Learning Outcomes: Applied Mathematics, MS

Learning outcomes for the Master of Science in Applied Mathematics


Optimization and Algorithms Track

  1. Students will gain fundamental understanding in at least four of the seven core subjects of graph theory, combinatorics, numerical analysis, algorithms, applied statistics, linear programming, nonlinear programming.
  2. Students will gain breadth of knowledge in at least three of the following areas: optimization, control theory and coding theory, combinatorics/graph theory, algorithms/theory of computation, statistics.
  3. Students will gain experience in original research in applied mathematics, if desired. This goal applies to students on the thesis track of this program.

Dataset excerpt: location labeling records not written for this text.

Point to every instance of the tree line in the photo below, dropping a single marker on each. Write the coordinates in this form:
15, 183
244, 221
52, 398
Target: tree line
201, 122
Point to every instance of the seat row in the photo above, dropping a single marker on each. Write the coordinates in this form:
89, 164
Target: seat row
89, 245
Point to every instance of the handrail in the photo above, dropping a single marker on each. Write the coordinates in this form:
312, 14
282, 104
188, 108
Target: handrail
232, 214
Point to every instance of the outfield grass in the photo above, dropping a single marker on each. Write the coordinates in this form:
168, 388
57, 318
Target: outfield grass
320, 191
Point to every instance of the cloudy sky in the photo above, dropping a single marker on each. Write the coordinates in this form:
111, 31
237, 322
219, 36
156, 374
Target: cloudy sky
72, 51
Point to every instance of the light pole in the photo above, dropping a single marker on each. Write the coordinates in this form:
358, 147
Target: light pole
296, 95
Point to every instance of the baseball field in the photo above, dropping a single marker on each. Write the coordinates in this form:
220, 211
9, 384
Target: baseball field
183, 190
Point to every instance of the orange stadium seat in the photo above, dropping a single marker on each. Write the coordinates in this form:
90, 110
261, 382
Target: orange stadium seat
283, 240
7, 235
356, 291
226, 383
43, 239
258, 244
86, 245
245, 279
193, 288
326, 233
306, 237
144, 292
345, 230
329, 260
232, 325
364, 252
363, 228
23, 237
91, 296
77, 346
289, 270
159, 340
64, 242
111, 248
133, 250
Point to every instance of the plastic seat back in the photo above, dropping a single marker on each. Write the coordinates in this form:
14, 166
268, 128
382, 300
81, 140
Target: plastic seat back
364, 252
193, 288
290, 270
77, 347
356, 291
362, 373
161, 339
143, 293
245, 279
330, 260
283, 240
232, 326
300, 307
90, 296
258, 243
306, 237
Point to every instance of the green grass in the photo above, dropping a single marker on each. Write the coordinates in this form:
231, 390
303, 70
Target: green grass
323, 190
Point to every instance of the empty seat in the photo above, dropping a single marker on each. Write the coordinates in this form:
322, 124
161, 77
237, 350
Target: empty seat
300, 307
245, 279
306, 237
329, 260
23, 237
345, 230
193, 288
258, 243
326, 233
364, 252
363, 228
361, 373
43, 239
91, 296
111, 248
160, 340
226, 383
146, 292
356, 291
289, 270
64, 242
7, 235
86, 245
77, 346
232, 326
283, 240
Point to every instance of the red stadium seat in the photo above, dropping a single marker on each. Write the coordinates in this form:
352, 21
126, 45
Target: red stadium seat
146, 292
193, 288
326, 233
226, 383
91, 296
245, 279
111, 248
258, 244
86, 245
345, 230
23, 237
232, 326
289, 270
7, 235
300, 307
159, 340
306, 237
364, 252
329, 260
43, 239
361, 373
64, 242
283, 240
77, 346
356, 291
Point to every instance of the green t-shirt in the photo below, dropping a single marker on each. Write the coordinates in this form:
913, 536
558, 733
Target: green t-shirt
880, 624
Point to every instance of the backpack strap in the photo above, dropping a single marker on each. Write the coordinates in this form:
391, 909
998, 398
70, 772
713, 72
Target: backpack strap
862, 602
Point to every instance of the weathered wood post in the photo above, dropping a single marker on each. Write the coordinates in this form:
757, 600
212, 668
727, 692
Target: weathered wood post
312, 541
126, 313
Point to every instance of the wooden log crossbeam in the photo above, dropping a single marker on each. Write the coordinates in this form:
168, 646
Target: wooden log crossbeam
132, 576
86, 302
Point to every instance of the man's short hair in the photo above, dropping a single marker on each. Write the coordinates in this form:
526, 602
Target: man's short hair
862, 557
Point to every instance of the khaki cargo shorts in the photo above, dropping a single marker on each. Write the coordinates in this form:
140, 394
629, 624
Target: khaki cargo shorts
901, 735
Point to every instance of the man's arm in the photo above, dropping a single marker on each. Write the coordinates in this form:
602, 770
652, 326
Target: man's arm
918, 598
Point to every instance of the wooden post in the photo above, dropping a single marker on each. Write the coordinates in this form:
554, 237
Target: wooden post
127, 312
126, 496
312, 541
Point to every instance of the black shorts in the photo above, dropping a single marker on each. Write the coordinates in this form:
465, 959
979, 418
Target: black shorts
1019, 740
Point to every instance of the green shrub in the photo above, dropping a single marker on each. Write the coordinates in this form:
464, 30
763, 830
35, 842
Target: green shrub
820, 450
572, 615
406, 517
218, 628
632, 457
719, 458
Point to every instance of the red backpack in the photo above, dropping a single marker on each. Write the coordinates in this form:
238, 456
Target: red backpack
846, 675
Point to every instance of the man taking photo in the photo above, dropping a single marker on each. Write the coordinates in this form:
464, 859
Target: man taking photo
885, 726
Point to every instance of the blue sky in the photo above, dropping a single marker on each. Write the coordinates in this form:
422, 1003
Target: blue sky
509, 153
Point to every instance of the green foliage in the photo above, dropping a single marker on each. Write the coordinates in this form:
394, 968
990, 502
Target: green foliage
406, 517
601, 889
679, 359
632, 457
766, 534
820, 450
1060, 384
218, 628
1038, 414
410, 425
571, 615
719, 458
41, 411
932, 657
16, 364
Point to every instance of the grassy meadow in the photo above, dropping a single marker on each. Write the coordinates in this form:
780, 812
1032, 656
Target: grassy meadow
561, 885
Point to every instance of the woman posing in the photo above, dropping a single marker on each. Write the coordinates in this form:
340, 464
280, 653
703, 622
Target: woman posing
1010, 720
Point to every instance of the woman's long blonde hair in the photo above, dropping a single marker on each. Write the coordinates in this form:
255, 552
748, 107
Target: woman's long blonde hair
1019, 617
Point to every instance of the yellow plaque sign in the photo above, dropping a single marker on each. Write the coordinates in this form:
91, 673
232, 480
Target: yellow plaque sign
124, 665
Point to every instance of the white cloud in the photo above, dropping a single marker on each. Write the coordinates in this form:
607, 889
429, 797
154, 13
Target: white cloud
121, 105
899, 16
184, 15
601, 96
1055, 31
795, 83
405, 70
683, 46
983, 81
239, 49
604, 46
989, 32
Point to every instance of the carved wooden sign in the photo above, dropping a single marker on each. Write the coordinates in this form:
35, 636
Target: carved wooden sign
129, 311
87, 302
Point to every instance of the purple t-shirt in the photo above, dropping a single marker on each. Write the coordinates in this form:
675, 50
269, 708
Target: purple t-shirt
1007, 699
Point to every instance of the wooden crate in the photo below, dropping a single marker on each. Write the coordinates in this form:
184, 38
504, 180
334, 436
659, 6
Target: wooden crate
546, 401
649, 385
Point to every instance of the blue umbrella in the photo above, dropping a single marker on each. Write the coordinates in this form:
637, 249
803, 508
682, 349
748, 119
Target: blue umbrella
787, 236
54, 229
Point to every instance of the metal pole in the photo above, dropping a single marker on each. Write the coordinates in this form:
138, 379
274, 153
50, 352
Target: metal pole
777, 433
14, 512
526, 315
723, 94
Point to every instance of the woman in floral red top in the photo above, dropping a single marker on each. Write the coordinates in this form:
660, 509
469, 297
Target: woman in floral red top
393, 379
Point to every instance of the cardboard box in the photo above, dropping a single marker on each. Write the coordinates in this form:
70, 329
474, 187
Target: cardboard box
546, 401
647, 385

Applications to the Sciences Track

  1. Students will gain depth of understanding of the theory of differential equations and dynamical systems.
  2. Students will gain the ability to engage with theoretical mathematical thinking in areas relevant to the application of differential equations and dynamical systems to the sciences, at the graduate level.
  3. Students will gain exposure to the application of mathematics in one or more of the sciences.
  4. Students will gain experience in original research in applied mathematics, if desired. This goal applies to students on the thesis track of this program.

Computational Science and Engineering (CSE) Track

  1. Students will gain a fundamental understanding of the theory of differential equations/dynamical systems.
  2. Students will gain a fundamental understanding, at the graduate level, of at least one of the core subjects of abstract algebra, real analysis, complex analysis.
  3. Students will gain an understanding of the use of computational techniques in the study of applied mathematics.
  4. Students will gain experience in original research in applied mathematics, if desired. This goal applies to students on the thesis track of this program.